The Energy Coalition New York opposes the extension for five additional years of the Temporary State Energy and Utility Service Conservation Assessment, as contained in Part N of S.2608/ A.3008, the Transportation, Economic Development and Environmental Conservation (“TED”) Article VII bill, which is part of the Governor’s 2013-14 Executive Budget submission.
 

Energy Coalition New York consists of New York State’s major gas and electric utility companies – Central Hudson Gas & Electric Corporation, Consolidated Edison Inc., National Fuel Gas Distribution Corporation, National Grid, New York State Electric & Gas Corporation, and Rochester Gas & Electric Corporation. Coalition companies collectively employ more than 32,000 people, service more than 8.5 million customers, and pay more than $3 billion in state and local taxes, assessments and fees. The member companies annually invest billions of dollars to make capital improvements to the electric and natural gas infrastructure located in New York State.


This legislation increases customer energy bills. The Section 18-A assessment is a regressive tax which is applied to a necessary service. As energy costs increase, the revenue produced by this assessment increases. 
 

Chapter 59 of the Laws of 2009 increased the Section 18-A assessment on energy utilities from 0.3% of gross intra-state revenues to 2 %. This assessment should be limited to funding the costs and expenses incurred by the Public Service Commission.
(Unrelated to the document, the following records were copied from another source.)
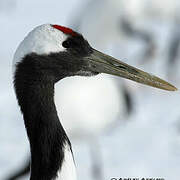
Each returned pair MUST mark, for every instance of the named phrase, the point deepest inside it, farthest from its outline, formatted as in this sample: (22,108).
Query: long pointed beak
(103,63)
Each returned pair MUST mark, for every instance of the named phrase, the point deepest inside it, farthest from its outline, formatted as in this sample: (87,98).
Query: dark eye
(67,44)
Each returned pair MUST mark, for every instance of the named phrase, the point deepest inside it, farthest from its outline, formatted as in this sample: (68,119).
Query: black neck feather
(35,94)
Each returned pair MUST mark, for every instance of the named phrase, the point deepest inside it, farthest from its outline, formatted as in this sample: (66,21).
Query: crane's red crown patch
(65,30)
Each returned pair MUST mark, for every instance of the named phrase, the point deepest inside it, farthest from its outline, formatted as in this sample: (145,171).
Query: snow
(146,145)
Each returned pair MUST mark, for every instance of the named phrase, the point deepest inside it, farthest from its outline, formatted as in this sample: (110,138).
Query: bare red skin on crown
(65,30)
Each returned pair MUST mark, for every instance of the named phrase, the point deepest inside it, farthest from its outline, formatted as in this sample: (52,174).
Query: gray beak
(103,63)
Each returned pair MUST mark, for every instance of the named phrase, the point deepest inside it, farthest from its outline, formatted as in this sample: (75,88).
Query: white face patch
(43,39)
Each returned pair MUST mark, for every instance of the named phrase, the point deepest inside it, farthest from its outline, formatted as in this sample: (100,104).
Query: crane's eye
(67,44)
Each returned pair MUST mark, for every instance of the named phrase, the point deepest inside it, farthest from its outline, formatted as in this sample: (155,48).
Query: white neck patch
(43,39)
(68,169)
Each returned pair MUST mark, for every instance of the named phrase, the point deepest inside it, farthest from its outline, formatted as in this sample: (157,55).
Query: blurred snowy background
(144,33)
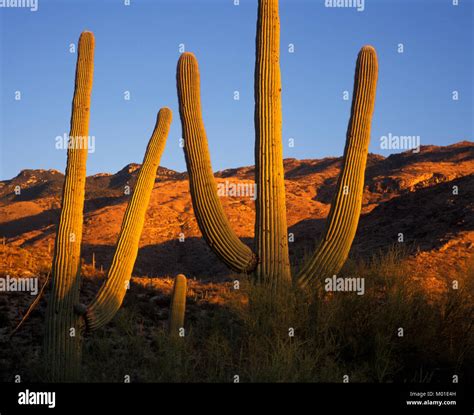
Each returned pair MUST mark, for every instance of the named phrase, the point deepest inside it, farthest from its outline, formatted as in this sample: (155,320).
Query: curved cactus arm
(343,217)
(62,342)
(208,210)
(271,233)
(110,296)
(178,305)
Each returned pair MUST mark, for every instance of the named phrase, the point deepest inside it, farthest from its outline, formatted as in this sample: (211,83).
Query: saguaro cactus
(178,305)
(271,234)
(66,318)
(63,326)
(272,265)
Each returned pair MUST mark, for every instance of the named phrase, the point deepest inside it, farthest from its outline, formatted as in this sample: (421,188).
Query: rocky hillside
(426,196)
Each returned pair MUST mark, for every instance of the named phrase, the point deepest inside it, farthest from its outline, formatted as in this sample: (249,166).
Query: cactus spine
(271,241)
(178,305)
(63,326)
(66,319)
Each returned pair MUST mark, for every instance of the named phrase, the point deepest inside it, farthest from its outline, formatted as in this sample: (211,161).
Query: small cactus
(178,306)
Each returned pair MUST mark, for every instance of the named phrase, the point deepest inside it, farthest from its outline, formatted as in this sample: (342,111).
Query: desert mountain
(427,196)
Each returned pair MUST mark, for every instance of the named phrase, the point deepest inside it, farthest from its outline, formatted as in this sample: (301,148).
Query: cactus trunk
(110,296)
(63,326)
(210,215)
(178,306)
(343,218)
(271,233)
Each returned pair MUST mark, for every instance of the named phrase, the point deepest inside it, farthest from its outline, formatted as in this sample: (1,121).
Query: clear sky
(137,48)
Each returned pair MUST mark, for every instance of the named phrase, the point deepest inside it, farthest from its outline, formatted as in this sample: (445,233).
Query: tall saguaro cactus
(270,262)
(343,218)
(271,233)
(63,340)
(66,317)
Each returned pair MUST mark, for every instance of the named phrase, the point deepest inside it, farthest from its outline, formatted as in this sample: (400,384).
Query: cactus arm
(62,341)
(178,305)
(344,214)
(271,234)
(110,296)
(208,210)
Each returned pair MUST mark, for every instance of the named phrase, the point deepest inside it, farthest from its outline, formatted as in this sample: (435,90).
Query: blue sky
(137,51)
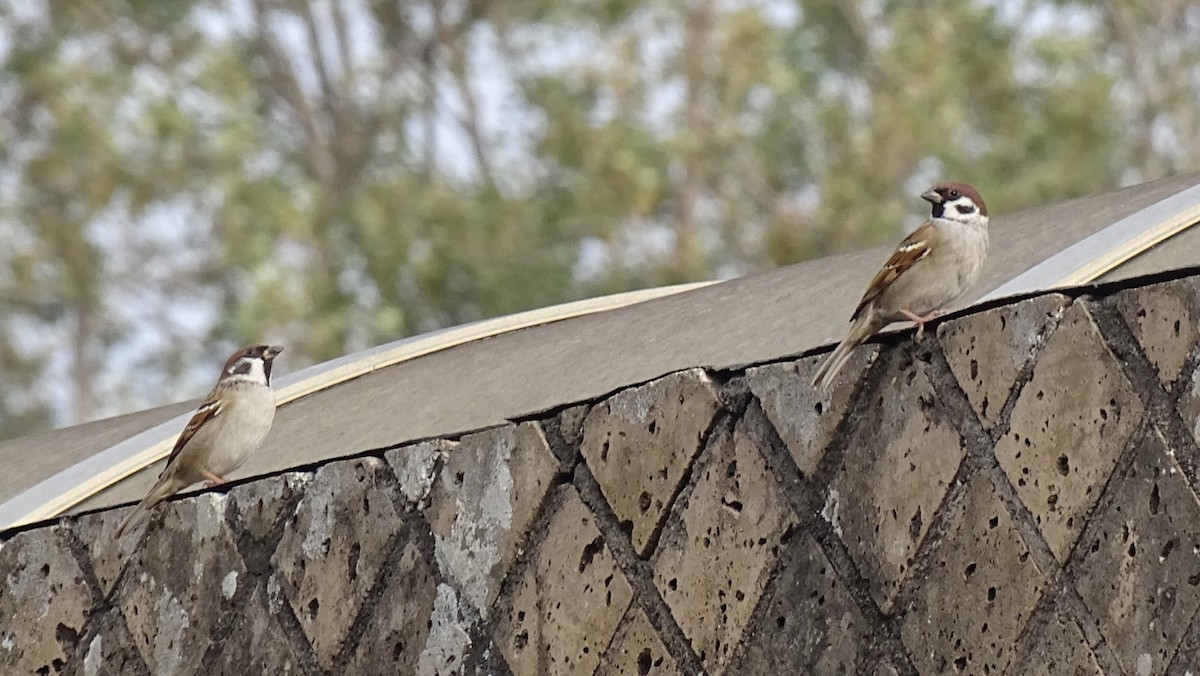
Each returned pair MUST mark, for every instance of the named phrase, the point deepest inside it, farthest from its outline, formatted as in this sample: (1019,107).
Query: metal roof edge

No monies should be directed to the general fund or other uses. The Section 18-A assessment is scheduled to expire on March 31, 2014 and this legislation extends it for five years until March 31, 2019. Not only should the Section 18-a assessment not be extended, as provided in this budget bill, but the base assessment should be returned to 0.3%.


The Section 18-A assessment not only hurts residential customers, it is also a significant cost for commercial and industrial consumers that are economic engines for New York State.

 
The Public Policy Institute of New York State produced a report entitled “Short-Circuiting New York’s Recovery” which found that 26.68% of electric bills support state and local taxes and fees. The Section 18-A assessment is one of a growing number of mandated charges including the System Benefit Charge, the Renewable Portfolio Charge, and the RGGI CO2 cost allowances.
 

The Section 18-A assessment is particularly burdensome when it is applied in future years because of the investment required to harden and improve the utility infrastructure. Customers should not have to layer the consequences of Superstorm Sandy onto an assessment directed to the general fund.

 
Based on the foregoing, Energy Coalition New York respectfully requests that repeal of this provision be deleted from the subject legislation.